Supporters have responded after volunteer members of the Duterte Media Group started a donation drive for the farmers who are suffering from the effects of El Niño.
“They need our help now that the government is not responding and even playing deaf and blind to their sorry situation after shooting at them,” said Peter Laviña, the head of the Duterte Media Group.
Calm and sobriety
Meanwhile, Duterte has called for calm and sobriety in the midst of still growing tension between hungry farmers and police in Kidapawan City.
Duterte said the situation, which resulted in the death of at least three persons and the wounding of many others, is a humanitarian problem that can be resolved through dialogue.
“It’s very sad,” he said Friday night as he announced that the city government of Davao will give food assistance to the farmers.
He said it is the only thing that he can do for now as a local chief executive.
“I don’t want to tinker with the ongoing dispute there. I am only the mayor of Davao City,” he said. “I will not go there to ask for anything because that is not my territory.”
As a lawyer, Duterte knows that he does not have the authority to intervene in the affairs of another local government unit.
He also pointed out that helping the farmers requires the passage of a City Council resolution allowing the office of the city mayor to give food assistance to an area affected by calamity.
Davao did this before when it extended assistance to areas affected by typhoon Yolanda and other calamities.
“We will assist them just to help them tide over the crisis,” Duterte said.
In Bukidnon, Duterte pointed out that helping the hungry farmers “is part of the city government of Davao’s social commitment.”
“I was willing to go there, not for anything else, but to ask if I can help on the humanitarian side of the problem — that is to give the farmers food assistance,” he said.
The presidential candidate from Mindanao also urged the leaders of the farmers and North Cotabato Governor Emmylou Mendoza to dialogue, saying it is the best way to solve the problem.
“I am calling for sobriety. We need to keep calm,” he said. “The leaders of the farmers and Governor Mendoza should talk about this.”
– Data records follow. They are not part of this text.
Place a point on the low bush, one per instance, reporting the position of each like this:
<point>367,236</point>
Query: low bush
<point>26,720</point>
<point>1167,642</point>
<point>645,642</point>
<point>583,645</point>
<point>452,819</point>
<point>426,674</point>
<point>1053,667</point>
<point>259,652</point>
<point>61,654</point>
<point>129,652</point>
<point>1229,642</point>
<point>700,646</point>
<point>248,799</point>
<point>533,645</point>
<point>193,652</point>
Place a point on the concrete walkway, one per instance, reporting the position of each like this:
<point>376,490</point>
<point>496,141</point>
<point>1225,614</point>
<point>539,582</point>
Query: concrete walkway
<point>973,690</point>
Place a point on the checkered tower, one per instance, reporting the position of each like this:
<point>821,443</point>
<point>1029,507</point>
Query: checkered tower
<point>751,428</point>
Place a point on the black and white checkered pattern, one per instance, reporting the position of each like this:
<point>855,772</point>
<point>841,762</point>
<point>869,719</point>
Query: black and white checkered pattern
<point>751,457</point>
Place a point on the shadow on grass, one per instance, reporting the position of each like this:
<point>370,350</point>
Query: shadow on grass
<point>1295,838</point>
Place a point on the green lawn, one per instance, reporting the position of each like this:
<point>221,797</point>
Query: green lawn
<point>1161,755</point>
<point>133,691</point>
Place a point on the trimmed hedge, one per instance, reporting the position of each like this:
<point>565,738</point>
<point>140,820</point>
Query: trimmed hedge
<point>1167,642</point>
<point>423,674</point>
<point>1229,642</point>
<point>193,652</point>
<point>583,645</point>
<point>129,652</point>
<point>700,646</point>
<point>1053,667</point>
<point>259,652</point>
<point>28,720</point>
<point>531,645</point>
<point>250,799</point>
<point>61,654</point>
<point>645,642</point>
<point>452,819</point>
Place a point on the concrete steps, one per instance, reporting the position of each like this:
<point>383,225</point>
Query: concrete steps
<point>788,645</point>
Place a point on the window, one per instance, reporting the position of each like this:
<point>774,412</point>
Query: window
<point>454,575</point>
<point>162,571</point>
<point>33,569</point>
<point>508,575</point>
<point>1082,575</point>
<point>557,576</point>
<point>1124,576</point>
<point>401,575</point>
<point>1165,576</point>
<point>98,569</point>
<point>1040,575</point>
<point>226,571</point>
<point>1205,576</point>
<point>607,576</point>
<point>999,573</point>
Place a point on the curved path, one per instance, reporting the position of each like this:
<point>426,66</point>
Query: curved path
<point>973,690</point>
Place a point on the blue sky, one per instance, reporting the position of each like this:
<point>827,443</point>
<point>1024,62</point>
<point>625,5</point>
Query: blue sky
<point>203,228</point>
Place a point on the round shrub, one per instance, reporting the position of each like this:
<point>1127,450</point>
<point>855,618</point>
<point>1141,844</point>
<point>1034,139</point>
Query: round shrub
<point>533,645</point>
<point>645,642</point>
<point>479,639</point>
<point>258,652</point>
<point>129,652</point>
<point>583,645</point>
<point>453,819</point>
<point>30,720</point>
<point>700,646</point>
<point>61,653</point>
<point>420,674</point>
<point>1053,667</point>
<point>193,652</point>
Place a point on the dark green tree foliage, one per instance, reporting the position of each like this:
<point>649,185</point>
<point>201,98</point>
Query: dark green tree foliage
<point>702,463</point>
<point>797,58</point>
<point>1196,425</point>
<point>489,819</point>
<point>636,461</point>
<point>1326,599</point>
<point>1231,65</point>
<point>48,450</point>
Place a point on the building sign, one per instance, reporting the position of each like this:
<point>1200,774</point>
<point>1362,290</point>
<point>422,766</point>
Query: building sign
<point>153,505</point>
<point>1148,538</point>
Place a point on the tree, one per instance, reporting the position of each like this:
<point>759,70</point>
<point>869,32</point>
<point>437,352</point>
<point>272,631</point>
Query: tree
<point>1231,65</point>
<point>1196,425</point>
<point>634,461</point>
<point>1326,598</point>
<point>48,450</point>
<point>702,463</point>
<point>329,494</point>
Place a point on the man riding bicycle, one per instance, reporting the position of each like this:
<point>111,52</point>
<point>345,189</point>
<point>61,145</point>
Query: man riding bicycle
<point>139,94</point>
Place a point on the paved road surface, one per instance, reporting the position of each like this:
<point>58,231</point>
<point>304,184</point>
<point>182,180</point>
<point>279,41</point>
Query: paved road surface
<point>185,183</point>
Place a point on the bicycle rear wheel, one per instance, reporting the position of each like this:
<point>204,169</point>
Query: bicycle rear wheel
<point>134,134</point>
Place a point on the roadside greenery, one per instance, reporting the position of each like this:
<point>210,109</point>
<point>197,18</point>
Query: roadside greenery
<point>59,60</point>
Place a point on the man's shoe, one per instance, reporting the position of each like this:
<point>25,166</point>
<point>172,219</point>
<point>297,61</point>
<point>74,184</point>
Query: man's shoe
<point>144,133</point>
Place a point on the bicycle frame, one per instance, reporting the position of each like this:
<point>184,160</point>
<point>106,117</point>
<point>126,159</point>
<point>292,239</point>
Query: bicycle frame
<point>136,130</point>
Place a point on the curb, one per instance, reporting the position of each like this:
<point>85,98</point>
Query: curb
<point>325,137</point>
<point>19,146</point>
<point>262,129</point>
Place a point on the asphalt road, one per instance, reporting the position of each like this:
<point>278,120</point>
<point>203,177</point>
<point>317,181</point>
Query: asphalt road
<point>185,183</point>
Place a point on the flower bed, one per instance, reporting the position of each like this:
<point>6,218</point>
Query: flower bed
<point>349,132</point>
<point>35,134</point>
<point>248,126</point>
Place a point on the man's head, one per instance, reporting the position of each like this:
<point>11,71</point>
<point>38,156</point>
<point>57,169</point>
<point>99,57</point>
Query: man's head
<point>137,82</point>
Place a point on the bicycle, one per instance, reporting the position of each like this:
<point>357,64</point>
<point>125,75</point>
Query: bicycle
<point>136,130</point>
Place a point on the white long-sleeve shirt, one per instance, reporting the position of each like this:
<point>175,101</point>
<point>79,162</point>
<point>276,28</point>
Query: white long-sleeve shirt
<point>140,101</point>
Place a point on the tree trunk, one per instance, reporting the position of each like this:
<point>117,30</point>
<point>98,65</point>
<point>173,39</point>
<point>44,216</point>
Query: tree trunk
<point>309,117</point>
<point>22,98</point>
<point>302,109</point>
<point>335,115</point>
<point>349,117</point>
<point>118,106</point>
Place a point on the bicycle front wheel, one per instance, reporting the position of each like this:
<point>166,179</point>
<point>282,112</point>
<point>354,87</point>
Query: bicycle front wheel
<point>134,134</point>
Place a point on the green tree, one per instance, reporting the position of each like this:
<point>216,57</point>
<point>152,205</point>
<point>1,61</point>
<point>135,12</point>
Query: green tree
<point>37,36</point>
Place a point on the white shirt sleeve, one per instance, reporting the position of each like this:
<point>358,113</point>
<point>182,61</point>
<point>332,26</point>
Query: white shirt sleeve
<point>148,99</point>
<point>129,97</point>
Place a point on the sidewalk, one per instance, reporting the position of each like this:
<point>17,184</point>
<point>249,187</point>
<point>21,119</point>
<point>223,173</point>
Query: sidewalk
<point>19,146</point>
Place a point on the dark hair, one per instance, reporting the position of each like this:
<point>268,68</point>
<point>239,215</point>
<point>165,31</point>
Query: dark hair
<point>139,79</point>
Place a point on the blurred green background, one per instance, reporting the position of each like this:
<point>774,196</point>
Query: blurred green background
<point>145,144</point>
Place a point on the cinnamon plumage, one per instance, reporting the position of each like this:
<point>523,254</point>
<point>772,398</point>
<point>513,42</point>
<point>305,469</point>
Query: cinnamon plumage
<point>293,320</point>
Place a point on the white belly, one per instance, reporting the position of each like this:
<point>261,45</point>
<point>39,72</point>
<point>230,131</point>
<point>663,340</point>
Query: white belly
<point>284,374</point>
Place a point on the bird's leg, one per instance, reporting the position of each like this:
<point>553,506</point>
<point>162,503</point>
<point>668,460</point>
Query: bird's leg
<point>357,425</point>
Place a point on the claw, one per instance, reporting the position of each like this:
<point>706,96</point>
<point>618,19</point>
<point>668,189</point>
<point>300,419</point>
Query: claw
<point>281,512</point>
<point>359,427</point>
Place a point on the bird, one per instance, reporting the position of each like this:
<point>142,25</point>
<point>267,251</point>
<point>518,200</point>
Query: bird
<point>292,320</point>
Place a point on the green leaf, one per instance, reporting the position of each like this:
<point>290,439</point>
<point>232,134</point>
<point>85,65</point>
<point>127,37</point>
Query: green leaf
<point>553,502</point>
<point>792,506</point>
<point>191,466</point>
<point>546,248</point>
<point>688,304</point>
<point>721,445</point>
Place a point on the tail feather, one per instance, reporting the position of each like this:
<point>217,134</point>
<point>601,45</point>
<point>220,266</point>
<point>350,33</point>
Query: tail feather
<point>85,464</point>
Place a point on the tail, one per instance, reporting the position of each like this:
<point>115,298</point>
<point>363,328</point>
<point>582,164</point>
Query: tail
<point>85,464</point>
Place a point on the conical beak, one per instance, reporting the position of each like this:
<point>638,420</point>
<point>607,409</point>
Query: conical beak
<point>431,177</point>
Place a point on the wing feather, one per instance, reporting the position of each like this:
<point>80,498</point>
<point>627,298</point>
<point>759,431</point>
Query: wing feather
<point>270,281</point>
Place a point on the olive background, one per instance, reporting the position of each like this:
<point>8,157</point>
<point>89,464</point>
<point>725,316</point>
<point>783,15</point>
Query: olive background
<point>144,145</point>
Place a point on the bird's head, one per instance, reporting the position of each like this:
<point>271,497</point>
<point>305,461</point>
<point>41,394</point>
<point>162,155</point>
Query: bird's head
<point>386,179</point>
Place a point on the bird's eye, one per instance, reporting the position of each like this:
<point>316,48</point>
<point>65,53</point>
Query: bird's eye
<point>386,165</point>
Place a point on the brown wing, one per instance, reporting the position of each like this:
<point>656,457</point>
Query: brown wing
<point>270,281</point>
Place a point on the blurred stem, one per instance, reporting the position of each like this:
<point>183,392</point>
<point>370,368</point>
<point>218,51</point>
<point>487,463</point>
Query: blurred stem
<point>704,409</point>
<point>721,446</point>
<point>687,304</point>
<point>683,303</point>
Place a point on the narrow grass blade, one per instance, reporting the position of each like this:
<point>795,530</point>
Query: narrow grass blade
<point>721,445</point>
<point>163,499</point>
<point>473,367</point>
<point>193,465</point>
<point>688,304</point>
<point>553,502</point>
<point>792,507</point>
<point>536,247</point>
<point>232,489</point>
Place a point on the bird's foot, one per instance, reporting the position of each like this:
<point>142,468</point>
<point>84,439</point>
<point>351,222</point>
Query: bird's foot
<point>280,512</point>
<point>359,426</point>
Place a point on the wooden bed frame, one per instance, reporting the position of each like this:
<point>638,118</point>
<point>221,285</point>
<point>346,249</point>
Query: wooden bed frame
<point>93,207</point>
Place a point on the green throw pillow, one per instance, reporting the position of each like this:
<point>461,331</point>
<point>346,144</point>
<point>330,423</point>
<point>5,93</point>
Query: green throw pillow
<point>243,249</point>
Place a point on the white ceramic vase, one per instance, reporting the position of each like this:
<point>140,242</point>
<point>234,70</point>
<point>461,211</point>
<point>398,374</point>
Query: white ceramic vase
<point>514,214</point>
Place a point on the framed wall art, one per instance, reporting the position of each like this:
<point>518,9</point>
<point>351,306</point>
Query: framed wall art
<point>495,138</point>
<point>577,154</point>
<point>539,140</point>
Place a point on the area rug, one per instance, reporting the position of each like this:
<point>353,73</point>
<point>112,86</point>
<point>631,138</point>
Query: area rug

On Friday, violence erupted when police used force to break the barricade set up by around 5,000 farmers along the highway in Kidapawan City.
The farmers, reeling from the severe impact of the long drought that has hit the province, demanded the release of 15,000 sacks of rice and other forms of aid.
Leoncio Evasco, Duterte’s national campaign manager, blamed the Aquino administration for the carnage.
“All these barbaric attacks and needless sacrifices would not have happened if the government and the people running it had responded to the clamor for change when 30 years ago the Filipino people put an end to a dictatorship,” he said.
President Benigno Aquino III, Evasco pointed out, cannot escape blame and responsibility for the bloody assault against the hungry farmers who were demanding food after a prolonged dry spell.
“A hungry people demanding food do not deserve to be shot,” he said. “An unarmed, defenseless throng of people asking for food poses no danger. In fact they are in danger. Why, oh why should government resort to this state violence?” he said.